Cathedral Quarter, Belfast — Korng Sok / Unsplash
The tag-based attribution built in Post 1 has two systematic weaknesses that become apparent quickly in production. Both undermine the reliability of cost reports and forecasts if left unaddressed.
The singleton problem. A tag grouping containing only one resource is not a team or department in any meaningful sense. It is usually a misconfiguration, a test resource, or someone who applied a tag that nobody else on the team uses. Treating a single EC2 instance tagged team=johns-test as a legitimate cost centre adds noise to reports, inflates the count of apparent teams, and creates budget orphans — costs that don’t fit neatly into any real organisational unit.

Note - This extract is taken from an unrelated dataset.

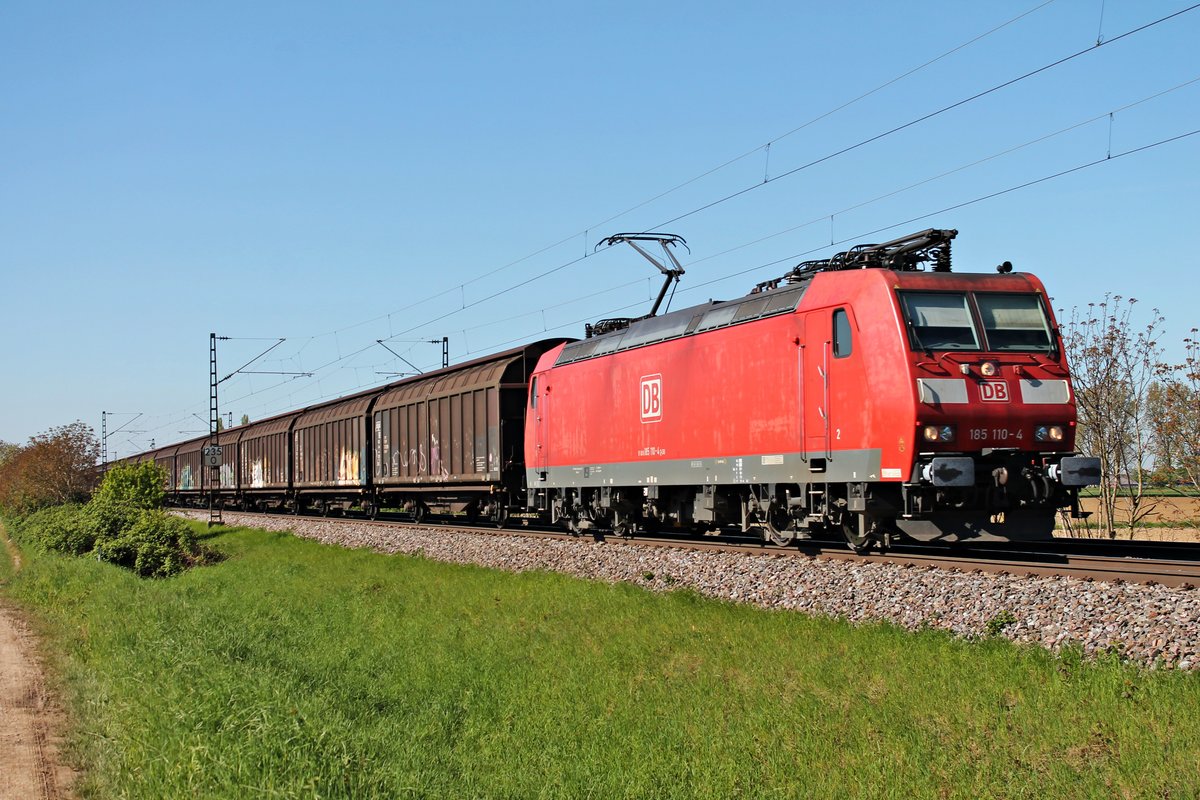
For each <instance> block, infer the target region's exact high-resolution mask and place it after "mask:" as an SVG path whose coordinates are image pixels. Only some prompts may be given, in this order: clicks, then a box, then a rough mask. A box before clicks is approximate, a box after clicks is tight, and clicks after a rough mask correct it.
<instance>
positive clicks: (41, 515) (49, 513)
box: [16, 505, 96, 555]
mask: <svg viewBox="0 0 1200 800" xmlns="http://www.w3.org/2000/svg"><path fill="white" fill-rule="evenodd" d="M16 530H17V535H18V536H19V537H20V539H22V540H23V541H28V542H31V543H32V545H35V546H36V547H40V548H42V549H44V551H54V552H56V553H67V554H68V555H83V554H84V553H90V552H91V549H92V547H95V545H96V531H95V529H94V527H92V523H91V517H90V515H89V513H88V512H86V510H85V506H80V505H62V506H52V507H49V509H43V510H41V511H36V512H34V513H31V515H29V516H28V517H25V518H24V519H22V521H20V523H19V525H17V528H16Z"/></svg>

The attribution gap. Untagged resources don’t just represent missing data — they represent real spend that is attributed to nobody. In most organisations, untagged spend starts at 20–40% of total cloud cost and only improves with active effort. Rather than waiting for tagging hygiene to catch up, the correlation engine infers likely ownership from cost behaviour patterns and surfaces suggestions for human review.

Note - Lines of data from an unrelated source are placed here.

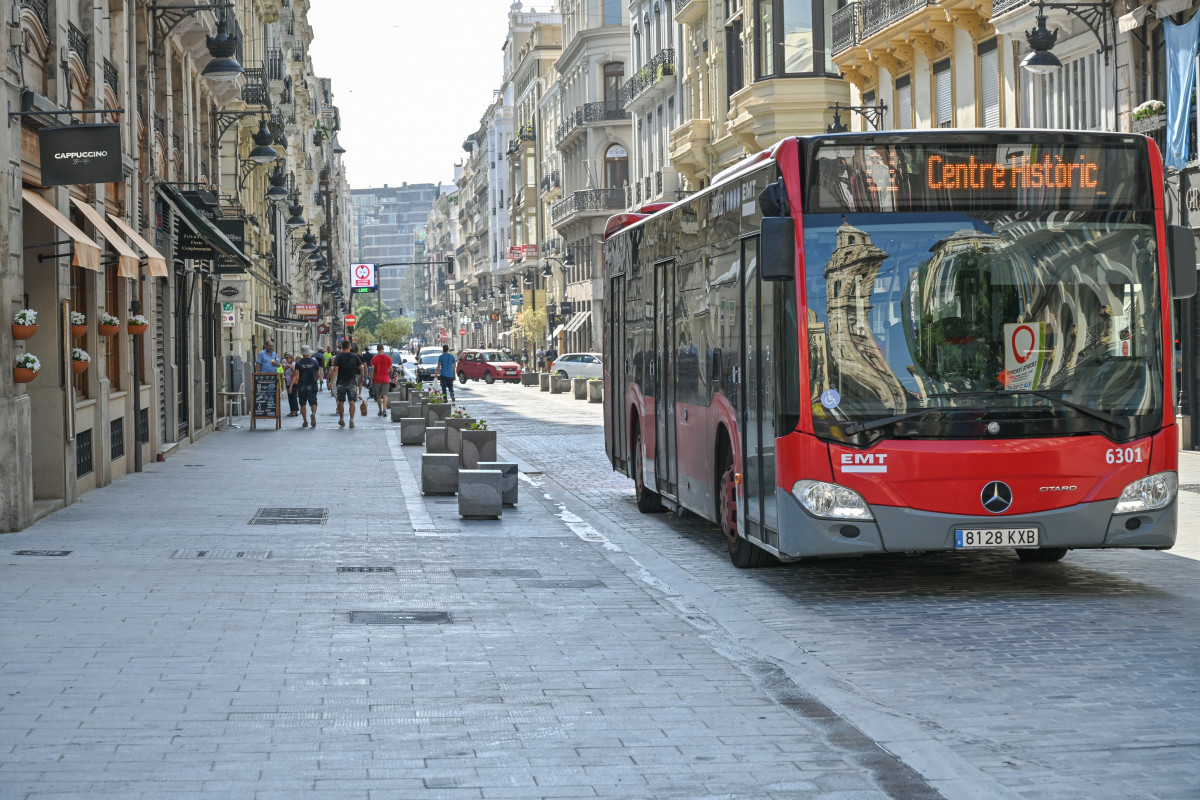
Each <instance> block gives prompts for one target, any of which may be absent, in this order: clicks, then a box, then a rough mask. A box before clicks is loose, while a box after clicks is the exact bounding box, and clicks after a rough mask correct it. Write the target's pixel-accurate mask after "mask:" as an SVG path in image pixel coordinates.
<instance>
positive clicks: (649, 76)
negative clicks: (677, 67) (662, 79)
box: [620, 49, 674, 106]
mask: <svg viewBox="0 0 1200 800" xmlns="http://www.w3.org/2000/svg"><path fill="white" fill-rule="evenodd" d="M673 74H674V50H672V49H662V50H659V52H658V55H655V56H654V58H653V59H650V60H649V61H647V62H646V66H643V67H640V68H638V70H637V72H635V73H634V77H632V78H630V79H629V80H626V82H625V86H624V88H623V89H622V91H620V101H622V104H624V106H628V104H629V103H630V101H632V100H634V98H636V97H637V96H638V95H641V94H642V92H644V91H646V90H647V89H649V88H650V86H653V85H654V84H656V83H658V82H659V80H661V79H662V78H666V77H668V76H673Z"/></svg>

Tag-based attribution is only as good as the tags. Attribution intelligence is what you build when you accept that the tags will never be perfect.
The cardinality filter sits between the raw tag extraction and the daily rollup. It promotes a tag grouping — a specific department/team combination — to a legitimate cost centre only if it contains at least N distinct resources within a rolling window. Groupings below the threshold are reclassified to a __sparse__ category, keeping their costs visible without polluting attribution reports.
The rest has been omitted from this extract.